One might expect, then, that a bill like the TPP--which, among many other things, re-introduces some of the worst features of SOPA (and adds some more ) AND makes it easier for frackers to sue governments for passing anti-fracking legislation--would elicit at least twice as much outrage as either one of those evils elicited on its own. If anything, though, the opposite now appears to be the case.
Social psychology to the rescue?
A puzzle like this is one that the field of social psychology is supposed to be uniquely poised to solve, and since I'm a social psychologist, I'll take a stab at it in the subsequent articles in this series.
1 A brief review of the linked evidence above will demonstrate, I think, that I am being only slightly hyperbolic in my estimate of the TPP's likely carnage.
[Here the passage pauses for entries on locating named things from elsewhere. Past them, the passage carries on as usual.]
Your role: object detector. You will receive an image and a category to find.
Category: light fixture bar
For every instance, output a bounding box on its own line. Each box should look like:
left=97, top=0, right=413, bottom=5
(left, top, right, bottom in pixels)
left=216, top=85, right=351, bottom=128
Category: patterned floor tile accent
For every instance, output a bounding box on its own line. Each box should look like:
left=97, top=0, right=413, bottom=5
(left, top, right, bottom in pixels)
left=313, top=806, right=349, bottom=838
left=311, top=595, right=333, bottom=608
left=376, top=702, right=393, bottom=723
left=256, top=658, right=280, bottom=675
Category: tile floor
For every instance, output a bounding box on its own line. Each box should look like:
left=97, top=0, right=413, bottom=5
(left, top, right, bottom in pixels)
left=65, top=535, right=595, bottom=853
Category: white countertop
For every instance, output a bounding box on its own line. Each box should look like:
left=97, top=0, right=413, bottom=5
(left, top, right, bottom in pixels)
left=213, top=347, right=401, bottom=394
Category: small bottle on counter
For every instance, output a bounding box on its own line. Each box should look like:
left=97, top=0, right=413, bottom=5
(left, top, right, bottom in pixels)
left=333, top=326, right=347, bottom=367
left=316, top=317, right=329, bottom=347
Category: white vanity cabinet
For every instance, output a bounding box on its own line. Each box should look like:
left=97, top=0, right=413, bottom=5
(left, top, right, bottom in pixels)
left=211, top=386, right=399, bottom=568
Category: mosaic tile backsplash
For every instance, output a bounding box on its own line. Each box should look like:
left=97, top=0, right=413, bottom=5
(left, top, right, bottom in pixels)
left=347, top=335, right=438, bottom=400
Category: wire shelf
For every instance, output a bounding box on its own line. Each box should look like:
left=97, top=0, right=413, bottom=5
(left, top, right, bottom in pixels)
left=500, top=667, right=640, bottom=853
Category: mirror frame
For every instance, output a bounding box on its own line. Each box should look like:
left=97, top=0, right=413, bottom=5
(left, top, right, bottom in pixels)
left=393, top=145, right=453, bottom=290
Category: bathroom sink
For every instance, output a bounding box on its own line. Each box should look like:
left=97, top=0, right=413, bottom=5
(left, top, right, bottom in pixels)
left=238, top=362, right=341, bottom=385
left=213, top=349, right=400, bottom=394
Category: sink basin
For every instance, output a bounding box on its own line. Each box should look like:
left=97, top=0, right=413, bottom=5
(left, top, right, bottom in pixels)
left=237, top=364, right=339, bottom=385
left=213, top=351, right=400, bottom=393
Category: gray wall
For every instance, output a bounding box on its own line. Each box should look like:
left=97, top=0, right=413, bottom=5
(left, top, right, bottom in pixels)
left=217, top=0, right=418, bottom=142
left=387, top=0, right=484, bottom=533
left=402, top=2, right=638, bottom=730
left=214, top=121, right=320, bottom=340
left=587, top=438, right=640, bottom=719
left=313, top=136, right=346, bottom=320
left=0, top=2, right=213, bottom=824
Forbes, as might be expected, seems to be mindful only of its readers' stock options and not of general human welfare. As for Paul Krugman's article, it reads like a willful refusal to acknowledge that post-NAFTA "trade deals" aren't really about lowering tariffs and import quotas--they're about empowering large corporations to sue governments when governments don't obey their commands. Krugman, in response to reader push back, has taken this criticism under consideration and is pondering the issue further. Yet he still seems mysteriously undisturbed by the secrecy of the negotiations and by the attempt to fast-track the finished product through Congress--contrast Nobel-Prize winning economist Joseph Stiglitz , who pretty much gets it.